Yes, in the vast majority of cases. The body is programmed to resorb these deposits over time; however, the process can take months or even years.

4. Is surgery always necessary?
Absolutely not. Surgery is a last resort for patients whose pain remains debilitating despite 3–6 months of conservative management.

5. How does ultrasound-guided barbotage work?
It involves using a needle to "break up" the hard calcium deposit and suctioning it out under ultrasound guidance. It provides immediate relief for many patients by decompressing the tendon.

6. Can I exercise with calcific tendinitis?
You should avoid overhead lifting or high-intensity shoulder activity during the acute phase. Gentle range-of-motion exercises are encouraged to prevent the shoulder from "freezing."
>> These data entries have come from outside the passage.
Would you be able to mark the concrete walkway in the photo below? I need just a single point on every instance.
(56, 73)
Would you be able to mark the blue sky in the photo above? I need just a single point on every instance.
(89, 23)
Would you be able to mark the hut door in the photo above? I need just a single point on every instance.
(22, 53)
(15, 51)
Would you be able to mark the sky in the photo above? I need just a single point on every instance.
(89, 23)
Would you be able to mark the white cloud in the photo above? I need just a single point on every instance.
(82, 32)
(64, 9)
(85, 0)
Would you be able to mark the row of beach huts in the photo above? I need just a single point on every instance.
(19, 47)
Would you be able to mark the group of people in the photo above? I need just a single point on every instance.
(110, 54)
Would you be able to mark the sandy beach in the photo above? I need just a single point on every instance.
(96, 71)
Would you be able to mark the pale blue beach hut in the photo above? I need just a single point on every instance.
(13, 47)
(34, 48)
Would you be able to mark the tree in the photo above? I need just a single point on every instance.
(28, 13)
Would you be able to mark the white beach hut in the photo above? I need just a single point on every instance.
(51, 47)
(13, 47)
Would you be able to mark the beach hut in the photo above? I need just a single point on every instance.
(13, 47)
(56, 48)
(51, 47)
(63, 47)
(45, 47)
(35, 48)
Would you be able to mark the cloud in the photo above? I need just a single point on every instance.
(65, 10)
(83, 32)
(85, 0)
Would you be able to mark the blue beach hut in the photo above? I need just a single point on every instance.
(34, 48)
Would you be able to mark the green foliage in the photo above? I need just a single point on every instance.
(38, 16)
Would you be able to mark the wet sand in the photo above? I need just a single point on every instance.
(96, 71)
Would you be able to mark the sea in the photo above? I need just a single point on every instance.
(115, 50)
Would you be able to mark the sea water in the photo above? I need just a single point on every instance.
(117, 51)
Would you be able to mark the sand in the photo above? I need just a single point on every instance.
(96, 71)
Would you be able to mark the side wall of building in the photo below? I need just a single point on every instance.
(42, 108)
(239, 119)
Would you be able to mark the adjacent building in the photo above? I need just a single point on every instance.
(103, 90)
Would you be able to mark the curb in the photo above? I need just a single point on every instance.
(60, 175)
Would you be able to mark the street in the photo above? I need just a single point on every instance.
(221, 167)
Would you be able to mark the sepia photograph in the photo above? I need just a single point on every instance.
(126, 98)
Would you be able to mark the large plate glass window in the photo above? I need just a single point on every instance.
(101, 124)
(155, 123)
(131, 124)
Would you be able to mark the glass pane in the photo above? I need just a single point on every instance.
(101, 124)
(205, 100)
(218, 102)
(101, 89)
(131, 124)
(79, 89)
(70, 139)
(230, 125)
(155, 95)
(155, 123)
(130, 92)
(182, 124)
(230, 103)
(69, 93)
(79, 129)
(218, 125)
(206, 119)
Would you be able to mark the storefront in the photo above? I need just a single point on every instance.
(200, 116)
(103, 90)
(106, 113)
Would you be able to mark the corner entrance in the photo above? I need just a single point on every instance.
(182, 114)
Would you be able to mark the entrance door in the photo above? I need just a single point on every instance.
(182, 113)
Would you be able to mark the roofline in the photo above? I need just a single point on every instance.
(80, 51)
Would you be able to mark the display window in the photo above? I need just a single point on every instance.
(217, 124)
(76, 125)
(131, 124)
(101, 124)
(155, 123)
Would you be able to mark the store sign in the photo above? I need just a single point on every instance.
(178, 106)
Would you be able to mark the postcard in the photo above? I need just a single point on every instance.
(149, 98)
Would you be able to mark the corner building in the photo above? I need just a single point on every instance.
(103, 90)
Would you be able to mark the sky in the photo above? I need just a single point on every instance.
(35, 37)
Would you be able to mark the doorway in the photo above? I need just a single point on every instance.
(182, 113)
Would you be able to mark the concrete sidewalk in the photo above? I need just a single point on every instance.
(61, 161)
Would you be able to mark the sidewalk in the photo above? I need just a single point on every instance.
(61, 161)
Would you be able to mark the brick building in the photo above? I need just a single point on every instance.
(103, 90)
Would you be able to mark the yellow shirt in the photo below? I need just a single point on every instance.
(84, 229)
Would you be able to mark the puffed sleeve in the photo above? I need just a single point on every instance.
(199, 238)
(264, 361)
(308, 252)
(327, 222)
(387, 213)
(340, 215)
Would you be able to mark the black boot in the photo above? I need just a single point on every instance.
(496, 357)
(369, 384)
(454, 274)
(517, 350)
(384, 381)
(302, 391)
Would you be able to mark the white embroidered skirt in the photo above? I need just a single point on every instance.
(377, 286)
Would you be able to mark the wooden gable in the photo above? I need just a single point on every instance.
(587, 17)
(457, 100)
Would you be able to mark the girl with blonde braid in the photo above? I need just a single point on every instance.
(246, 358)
7. Does this lead to permanent rotator cuff damage?
Generally, no. If the calcification is treated, the tendon typically heals well. Chronic, untreated cases can lead to secondary impingement, which may require more extensive rehabilitation.

8. Is ESWT (Shockwave Therapy) painful?
It can be uncomfortable during the procedure, as it is designed to stimulate an inflammatory response to jumpstart the healing process, but it is generally well-tolerated.

9. How do I know if I am in the "resorptive" phase?
The resorptive phase is marked by sudden, intense, "throbbing" pain that is often worse at night and may make it difficult to even move the arm slightly.

10. Can calcific tendinitis recur?
Recurrence in the same tendon is rare (less than 5%). However, it is possible to develop calcific deposits in the other shoulder or in other tendons of the same shoulder.


8. Summary Table for Clinicians

Feature Clinical Consideration
Primary Demographic 30–50 years old, sedentary or overhead worker.
Primary Location Supraspinatus tendon (critical zone).
Best Imaging Plain Radiographs (AP, Axillary).
First-Line Treatment NSAIDs, PT, Activity Modification.
Best Interventional US-Guided Barbotage.
Prognostic Outlook Excellent; high rate of spontaneous resolution.

This guide serves as a foundational resource for the clinical management of calcific tendinitis. By identifying the stage of the disease and tailoring the intervention to the patient’s functional requirements, orthopedic providers can effectively manage the acute pain and long-term sequelae of this condition.